なお、本実施例は論理装置が２台の場合であるが、論理
装置が３台以上備わっている情報処理システムに対して
も本発明は適用可能である。Note that although this embodiment deals with a case where there are two logical devices, the present invention is also applicable to an information processing system equipped with three or more logical devices.

〔発明の効果〕〔Effect of the invention〕

以上説明したように本発明は、再試行可能、かつ機能デ
グレード運転不可のエラーが発生した場合に、エラーと
なった命令の再試行を、エラーの発生した論理装置で実
行することなく、他の正常な論理装置で実行することに
より、再試行中に間欠故障によるエラーが発生しそのエ
ラーの命令が再試行不可能となってシステムダウンやジ
ョブアボード等を招く危険性を少なくすることができ。As explained above, the present invention enables, when an error that allows retry and disables functional degraded operation occurs, to retry the instruction in error without executing it in the logic device where the error occurred, and to By executing on a normal logical device, it is possible to reduce the risk of an error occurring due to an intermittent failure during retry, making it impossible to retry the instruction in error, resulting in system down, job abort, etc. .

しかも機能デグレード運転可能なエラーの場合には、論
理装置を切り離すことなく一部機能のみをデグレードし
て運転することができるため性能低下を極力抑えること
ができるという効果がある。Moreover, in the case of an error that allows functional degradation, only a part of the functions can be degraded and operated without disconnecting the logical device, which has the effect of suppressing performance degradation as much as possible.

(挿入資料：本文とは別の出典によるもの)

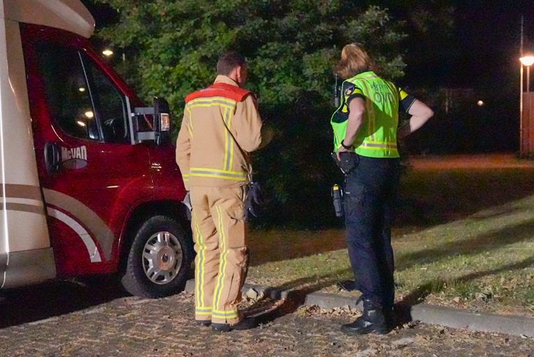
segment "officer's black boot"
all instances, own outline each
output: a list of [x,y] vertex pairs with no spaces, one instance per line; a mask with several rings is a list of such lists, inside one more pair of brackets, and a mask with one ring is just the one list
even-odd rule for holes
[[341,325],[341,332],[347,335],[365,335],[389,332],[382,306],[364,299],[364,312],[352,324]]
[[397,313],[394,308],[385,308],[384,318],[386,319],[386,324],[389,330],[393,330],[398,325],[397,320]]

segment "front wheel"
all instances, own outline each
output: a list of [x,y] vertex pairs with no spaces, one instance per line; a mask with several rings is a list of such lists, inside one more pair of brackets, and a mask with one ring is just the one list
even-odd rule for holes
[[133,295],[158,298],[180,292],[191,266],[192,241],[181,226],[155,216],[137,230],[121,283]]

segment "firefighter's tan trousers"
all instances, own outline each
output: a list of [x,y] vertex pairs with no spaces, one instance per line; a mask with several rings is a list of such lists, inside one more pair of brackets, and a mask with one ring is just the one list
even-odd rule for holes
[[191,187],[195,251],[195,318],[234,324],[241,319],[248,264],[244,189]]

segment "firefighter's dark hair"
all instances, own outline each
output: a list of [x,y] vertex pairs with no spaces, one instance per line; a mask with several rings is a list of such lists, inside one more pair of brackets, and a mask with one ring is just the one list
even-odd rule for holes
[[246,62],[245,57],[235,51],[227,52],[217,61],[217,74],[227,76],[234,68],[243,66]]

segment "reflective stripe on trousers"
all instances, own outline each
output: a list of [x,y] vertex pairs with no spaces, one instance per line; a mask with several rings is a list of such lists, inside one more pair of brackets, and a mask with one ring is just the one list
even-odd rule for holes
[[233,324],[248,255],[242,187],[191,187],[195,319]]

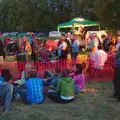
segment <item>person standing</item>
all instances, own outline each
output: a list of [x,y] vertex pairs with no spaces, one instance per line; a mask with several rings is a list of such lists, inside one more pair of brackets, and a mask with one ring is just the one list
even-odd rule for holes
[[0,59],[1,59],[1,62],[3,62],[4,58],[5,58],[4,45],[3,45],[2,41],[0,40]]
[[66,43],[65,35],[61,35],[60,41],[58,43],[58,55],[59,59],[66,59],[67,58],[67,43]]
[[117,55],[114,61],[114,94],[112,97],[116,97],[120,101],[120,47],[117,51]]
[[12,75],[8,69],[3,69],[0,76],[0,97],[2,97],[2,104],[4,113],[10,111],[10,104],[13,97],[13,85],[10,84]]
[[75,35],[71,35],[70,39],[72,41],[72,58],[76,59],[80,50],[80,41]]
[[120,36],[117,37],[117,44],[116,44],[116,50],[118,51],[120,47]]

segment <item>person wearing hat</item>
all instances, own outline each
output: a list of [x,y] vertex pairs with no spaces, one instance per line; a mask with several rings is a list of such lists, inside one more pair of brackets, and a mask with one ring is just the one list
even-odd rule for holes
[[0,76],[0,97],[2,98],[3,111],[8,113],[13,96],[13,85],[10,84],[12,75],[8,69],[3,69]]

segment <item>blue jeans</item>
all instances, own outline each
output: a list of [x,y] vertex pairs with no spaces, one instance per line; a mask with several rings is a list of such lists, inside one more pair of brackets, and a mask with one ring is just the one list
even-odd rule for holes
[[0,97],[2,97],[3,100],[4,112],[9,112],[12,96],[13,85],[7,83],[0,84]]

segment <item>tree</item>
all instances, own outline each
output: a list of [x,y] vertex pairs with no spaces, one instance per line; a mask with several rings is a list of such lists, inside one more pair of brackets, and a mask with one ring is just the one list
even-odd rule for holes
[[93,12],[105,28],[118,29],[120,26],[120,1],[96,0]]

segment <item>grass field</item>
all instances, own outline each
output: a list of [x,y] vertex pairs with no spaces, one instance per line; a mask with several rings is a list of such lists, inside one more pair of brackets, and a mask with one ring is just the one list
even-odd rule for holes
[[88,83],[97,93],[80,95],[73,103],[55,104],[46,99],[42,105],[12,103],[9,115],[0,120],[120,120],[120,103],[108,101],[112,83]]

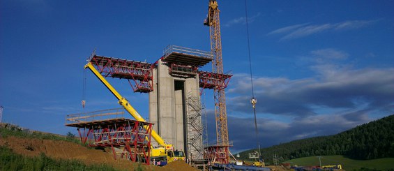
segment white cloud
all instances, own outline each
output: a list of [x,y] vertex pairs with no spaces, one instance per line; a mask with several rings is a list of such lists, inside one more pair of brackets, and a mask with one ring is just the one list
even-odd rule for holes
[[276,29],[274,30],[270,33],[268,33],[267,35],[271,35],[271,34],[282,34],[282,33],[285,33],[285,32],[289,32],[289,31],[291,31],[294,29],[296,29],[298,28],[300,28],[301,27],[303,27],[306,24],[308,24],[308,23],[305,23],[305,24],[296,24],[296,25],[292,25],[292,26],[288,26],[288,27],[285,27],[283,28],[280,28],[279,29]]
[[[252,23],[253,22],[255,22],[255,20],[256,20],[256,18],[257,18],[259,16],[260,16],[260,13],[258,13],[257,14],[250,17],[248,18],[248,23]],[[226,24],[225,24],[225,27],[230,27],[232,25],[235,25],[235,24],[246,24],[246,17],[239,17],[237,18],[234,18],[229,22],[227,22]]]
[[297,29],[296,31],[292,31],[291,33],[285,36],[280,40],[283,40],[287,39],[294,39],[297,38],[305,37],[314,34],[321,32],[325,30],[328,30],[331,28],[332,28],[332,25],[330,24],[305,26]]
[[376,20],[351,20],[339,23],[326,23],[312,25],[308,24],[295,24],[280,28],[269,32],[267,35],[285,34],[280,40],[298,38],[326,31],[342,31],[356,29],[372,24]]

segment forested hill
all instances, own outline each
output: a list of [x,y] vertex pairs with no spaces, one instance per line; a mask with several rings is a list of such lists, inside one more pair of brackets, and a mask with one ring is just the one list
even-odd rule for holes
[[[240,153],[248,160],[248,153]],[[280,161],[312,156],[344,155],[369,160],[394,157],[394,114],[334,135],[295,140],[262,149],[266,161],[272,163],[275,154]]]

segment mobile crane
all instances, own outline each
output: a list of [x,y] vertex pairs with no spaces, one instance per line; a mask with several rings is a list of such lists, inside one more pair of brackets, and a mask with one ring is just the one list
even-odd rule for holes
[[[118,103],[122,105],[125,110],[130,113],[137,121],[145,121],[145,119],[138,114],[134,107],[130,104],[128,101],[123,98],[121,94],[101,75],[100,72],[96,69],[90,61],[91,58],[88,59],[88,64],[84,68],[89,68],[98,78],[105,85],[105,87],[115,96],[119,100]],[[151,161],[153,161],[154,165],[165,165],[167,162],[174,161],[185,161],[185,153],[183,151],[174,150],[174,145],[167,144],[164,140],[154,131],[151,132],[152,137],[160,145],[158,147],[151,147]]]

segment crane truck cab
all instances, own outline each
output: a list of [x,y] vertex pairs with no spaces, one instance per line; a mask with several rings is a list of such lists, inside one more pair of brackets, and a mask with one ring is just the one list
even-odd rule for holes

【図面の簡単な説明】[Brief explanation of the drawing]

第１図は本発明の論理装置のエラー回復方式の一実施例
が適用された情報処理システムのブロック図、第２図は
診断処理装置２の処理例の流れ図である。１・・・・・・・・・情報処理装置、２・・・・・・・・・診断処理装置、３・・・・・・・・・診断インタフェイス、１１．１３
・・・論理装着、１２・・・・・・・・・主記憶装置、１４・・・・・・・・・監視手段、２１・・・・・・・・・内部状態の読出し手段。２２・・・・・・・・・再試行および機能デグレード運
転の可能性の判断手段、２３・・・・・・・・・引継ぎ情報の編集・作成手段、
２４・・・・・・・・・引継ぎ情報の設定手段、２５・
・・・・・・・・引継ぎ処理の再実行会継続の指示手段
特許出願人　　日本電気株式会社　）第１図FIG. 1 is a block diagram of an information processing system to which an embodiment of the logic device error recovery method of the present invention is applied, and FIG. 2 is a flowchart of an example of processing by the diagnostic processing device 2. In FIG. 1... Information processing device, 2... Diagnostic processing device, 3... Diagnostic interface, 11.13
. . . logical mounting, 12 . . . main storage device, 14 . . . monitoring means, 21 . . . internal state reading means. 22...Means for determining the possibility of retrying and functionally degraded operation, 23...Means for editing and creating handover information,
24...Means for setting transfer information, 25.
...Means for instructing the continuation of the re-execution meeting of the handover process Patent applicant: NEC Corporation) Figure 1

Claims

【特許請求の範囲】[Claims]

複数の論理装置が主記憶装置を共有する情報処理システ
ムにおいて、前記論理装置でエラーが発生した場合に、
エラーとなった命令が最試行可能で、かつ前記エラーを
発生した論理装置の機能の一部をデグレードして処理を
続けることができないと判断されたとき、該エラーを発
生した論理装置で再試行することなく他の正常な論理装
置に前記エラーとなった命令からの最試行を行なわせる
論理装置のエラー回復方式。In an information processing system in which multiple logical devices share a main storage device, when an error occurs in the logical device,
When it is determined that the instruction that caused the error can be retried, and that it is not possible to continue processing by degrading part of the function of the logic device that caused the error, retry the instruction using the logic device that caused the error. An error recovery method for a logic device that causes another normal logic device to make a retry from the instruction that caused the error without causing the error.